Sadness, anger, hope, determination, worry, appreciation, disillusionment, gratitude, and more came spilling out of our hearts and within our actions. The external pressures became internal ones and vice versa. A quote from the written part of the post I mentioned put it this way, “If you don’t come apart for a while, you will come apart after a while.” – Dallas Willard
We did. Each of us in our own way. We came apart. And, we held together. Together we held.
Between the doctor appointments, between the shifts of butterflying shrimp and batter dipping pork steak, between incoming bills, and the fear and fights brought on by stress, we took turns being Naomi, the bitter and hurting, and Ruth, the steadfast and serving.
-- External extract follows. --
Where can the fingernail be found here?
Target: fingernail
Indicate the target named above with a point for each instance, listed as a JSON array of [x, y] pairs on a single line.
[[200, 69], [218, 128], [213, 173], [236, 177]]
Where one stopped, another pressed onward. When one worked, another rested. Where one fell down, another lifted up.
Looking back it could have been the recipe for a family fallout. The stress levels were so high. Past hurts surfaced. Differences in opinion, frustration, confusion, loss, and a host of other things could have driven us apart. But it didn’t, thank God. Then, my brother called. He was the only one of our family of five that wasn’t up in Alaska that summer. For good reason. He and his girlfriend Jodi were expecting. A baby. A baby girl. Gwen.
The juxtaposition of present insecurity and future hope, became flesh.
Months later, after the surgery, after the first few rounds of chemo and radiation, after the hair shaved, after the clinic closed for good, after the bank came to claim possession of the forever home, after my parents belongings traveled via Uhaul up Alaska Hwy A1, down through British Columbia, and into Oregon (my right eye twitching the entire journey), I can remember sitting in the waiting room of an Arkansas hospital with my mom. We weren’t in the hospital for her, not that day. No, by that time, my mother had made the decision to stop what remained of the chemo and radiation treatments her doctors had recommended. Her steadfast belief in a life of quality over a life of length steering her. This belief both scared and impressed me. But my mother’s demeanor was that of understanding and experience.
So there we were, waiting again, weary too, but hopeful.
In another area of the hospital, watching in wild wonder as the doctor pulled my niece from the emergency caesarian was my brother, her son, Gwen’s father, Justin.
If you end up reading the story of Ruth and Naomi, you’ll notice the striking similarity. The story ends with the birth of a child. And, despite all their trouble, struggle, and loss, Ruth and Naomi are restored to a position of hope and family. Things probably didn’t play out at all like they would have guessed at the beginning and no doubt they had other seasons of loss and uncertainty, but there is a thread of faith that didn’t unravel.
Like so many families, cancer brought with it a reality none of would have chosen, but even amidst those months and years of uncertainty and discomfort, wonder remained. Like so many families, from ancient times to present day, life brought with it the extraordinarily common mix of emotions: exposed fragility and precocious joy. Reminding us, the story isn’t finished.